Abstract

This article addresses the issue of selecting Financial Strategies in Multi-National companies (F.S.M.). The F.S.M. typically has to consider multiple factors involving multiple stakeholders and, hence, can be handled by applying an appropriate Multi-Criteria Group Decision-Making (M.C.G.D.M.) approach. To address this issue, we develop an M.C.G.D.M. framework to tackle the F.S.M. problem. To handle inherent uncertainty in business decisions as reflected by linguistic reasoning, we embark on constructing a Linguistic Pythagorean Fuzzy (L.P.F.) M.C.G.D.M. framework that is capable of tackling both uncertain decision information and linguistic variables. The proposed approach extends the combinative distance-based assessment (C.O.D.A.S.) method into the L.P.F. environment, and processes decision input expressed as Pythagorean fuzzy sets (P.F.S.) and pure linguistic variables (rather than converting linguistic information into fuzzy numbers). The developed L.P.F.-C.O.D.A.S. technique aggregates the L.P.F. information and is applied to the F.S.M. problem with uncertain linguistic information.
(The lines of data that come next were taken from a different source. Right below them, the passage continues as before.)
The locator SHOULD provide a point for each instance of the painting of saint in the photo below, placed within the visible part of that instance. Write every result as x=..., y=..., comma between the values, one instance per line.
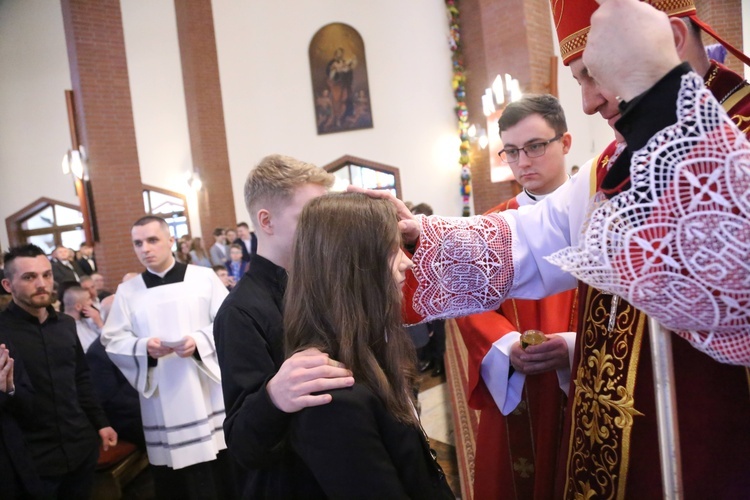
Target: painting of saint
x=339, y=78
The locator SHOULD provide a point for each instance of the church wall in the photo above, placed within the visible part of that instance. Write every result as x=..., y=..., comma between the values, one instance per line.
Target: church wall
x=34, y=133
x=268, y=102
x=267, y=96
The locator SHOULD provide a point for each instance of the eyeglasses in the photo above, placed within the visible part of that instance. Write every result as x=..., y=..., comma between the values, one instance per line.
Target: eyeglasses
x=533, y=150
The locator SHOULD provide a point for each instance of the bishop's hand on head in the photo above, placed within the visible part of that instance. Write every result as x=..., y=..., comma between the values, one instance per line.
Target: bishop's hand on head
x=630, y=47
x=407, y=224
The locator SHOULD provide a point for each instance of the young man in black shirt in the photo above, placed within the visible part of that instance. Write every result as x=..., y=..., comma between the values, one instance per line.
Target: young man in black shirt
x=62, y=433
x=261, y=389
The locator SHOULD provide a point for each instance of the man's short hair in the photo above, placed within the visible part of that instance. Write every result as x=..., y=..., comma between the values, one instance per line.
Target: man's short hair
x=143, y=221
x=28, y=250
x=276, y=177
x=545, y=105
x=422, y=208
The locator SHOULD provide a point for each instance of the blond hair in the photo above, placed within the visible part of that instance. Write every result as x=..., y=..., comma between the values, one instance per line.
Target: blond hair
x=275, y=179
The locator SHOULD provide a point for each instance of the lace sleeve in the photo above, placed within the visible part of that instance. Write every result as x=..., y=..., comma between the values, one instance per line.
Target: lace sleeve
x=677, y=243
x=462, y=265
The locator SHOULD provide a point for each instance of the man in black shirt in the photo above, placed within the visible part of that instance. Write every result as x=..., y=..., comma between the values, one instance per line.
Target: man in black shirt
x=261, y=390
x=62, y=435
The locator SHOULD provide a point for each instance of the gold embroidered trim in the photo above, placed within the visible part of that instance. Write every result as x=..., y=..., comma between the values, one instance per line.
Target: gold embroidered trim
x=574, y=43
x=603, y=407
x=673, y=7
x=735, y=98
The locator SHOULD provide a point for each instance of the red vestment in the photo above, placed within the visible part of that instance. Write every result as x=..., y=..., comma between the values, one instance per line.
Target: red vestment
x=516, y=454
x=610, y=436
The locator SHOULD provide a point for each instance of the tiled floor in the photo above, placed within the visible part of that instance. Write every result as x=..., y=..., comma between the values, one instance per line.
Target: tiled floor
x=436, y=421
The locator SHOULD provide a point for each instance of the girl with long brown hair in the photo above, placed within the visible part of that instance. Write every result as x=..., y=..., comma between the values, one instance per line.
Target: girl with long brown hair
x=344, y=297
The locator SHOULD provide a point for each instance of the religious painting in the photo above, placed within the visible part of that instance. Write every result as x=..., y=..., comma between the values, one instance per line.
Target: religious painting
x=338, y=70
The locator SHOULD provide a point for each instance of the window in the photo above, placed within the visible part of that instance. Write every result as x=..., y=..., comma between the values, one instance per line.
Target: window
x=47, y=224
x=169, y=205
x=364, y=173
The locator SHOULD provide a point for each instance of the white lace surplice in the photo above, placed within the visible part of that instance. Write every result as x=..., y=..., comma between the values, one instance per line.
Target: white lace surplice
x=675, y=245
A comparative analysis is carried out to compare the results obtained from the proposed L.P.F.-C.O.D.A.S. approach with those from other extensions of C.O.D.A.S. Furthermore, a sensitivity analysis is conducted to check the impact of changes in a distance threshold parameter on the ranking results.

Highlights

  • Multi-criteria group decision-making (M.C.G.D.M.) methods are important in solving managerial problems in many areas, ranging from location selection, to supply chain management and financial management (Dorokhov et al, 2018; Liu, He, & Xu, 2019; Pongpimol et al, 2020)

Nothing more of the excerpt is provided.